The gold standard for confirming an aneurysm and planning treatment is a digital subtraction angiography, which involves threading a thin catheter through an artery (usually starting at the groin) up to the brain’s blood vessels. This provides the most detailed view but is more invasive and carries a small risk of complications, so it’s typically reserved for cases where the noninvasive scans are inconclusive or when treatment planning requires precise detail. CTA is excellent at confirming an aneurysm is present but can miss very small ones, particularly in certain locations near the base of the brain.

What Happens After an Aneurysm Is Found

Finding an unruptured aneurysm doesn’t automatically mean surgery. The decision depends on several factors: the aneurysm’s size, its location, its shape, and your age and overall health. Aneurysms larger than 7 mm are generally considered higher risk, based on two of the largest international studies on the topic. But that threshold isn’t universal. Some locations in the brain are more dangerous than others. A 4 mm aneurysm in the front-connecting artery of the brain, for example, carries more risk than a same-sized one in a different location, because the average size of ruptured aneurysms in that area is only about 5.5 mm.

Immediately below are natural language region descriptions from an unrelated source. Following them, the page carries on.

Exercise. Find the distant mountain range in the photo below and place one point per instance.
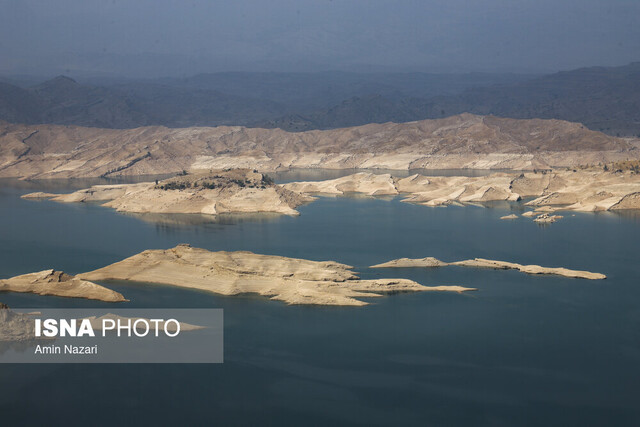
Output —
(603, 99)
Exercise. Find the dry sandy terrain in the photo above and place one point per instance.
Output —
(582, 190)
(463, 141)
(294, 281)
(57, 283)
(487, 263)
(210, 193)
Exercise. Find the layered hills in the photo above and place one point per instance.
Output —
(464, 141)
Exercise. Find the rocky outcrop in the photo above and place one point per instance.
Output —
(210, 193)
(408, 262)
(14, 327)
(580, 190)
(487, 263)
(462, 141)
(294, 281)
(57, 283)
(530, 269)
(512, 216)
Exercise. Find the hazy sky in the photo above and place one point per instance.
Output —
(183, 37)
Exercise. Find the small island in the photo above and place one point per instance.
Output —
(487, 263)
(58, 283)
(204, 192)
(292, 280)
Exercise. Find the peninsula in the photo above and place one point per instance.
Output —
(57, 283)
(463, 141)
(486, 263)
(584, 190)
(206, 192)
(292, 280)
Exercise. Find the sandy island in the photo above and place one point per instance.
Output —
(292, 280)
(210, 192)
(487, 263)
(57, 283)
(581, 190)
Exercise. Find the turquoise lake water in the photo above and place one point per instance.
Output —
(526, 350)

Irregular shape also matters. An aneurysm with an uneven, bumpy surface is more concerning than a smooth, round one of the same size. For small, regularly shaped aneurysms in lower-risk locations, doctors often recommend monitoring with repeat imaging every 6 to 12 months rather than immediate intervention.

When treatment is recommended, the two main approaches both aim to stop blood from flowing into the aneurysm. One involves placing a small metal clip at the base of the aneurysm through an opening in the skull. The other threads a catheter through your blood vessels and fills the aneurysm with tiny coils or redirects blood flow with a stent-like device. The catheter-based approach is less invasive and generally has a shorter recovery, but the best option depends on the specific aneurysm.

Reducing Your Risk

You can’t change your family history or genetics, but the two biggest controllable risk factors are well within reach. Quitting smoking and managing blood pressure are the most impactful things you can do if you’re concerned about brain aneurysms. Given that both smoking and elevated blood pressure roughly triple the risk independently, addressing even one of them makes a meaningful difference. Regular blood pressure checks, staying physically active, and limiting excessive alcohol intake all contribute to keeping artery walls healthier and under less strain.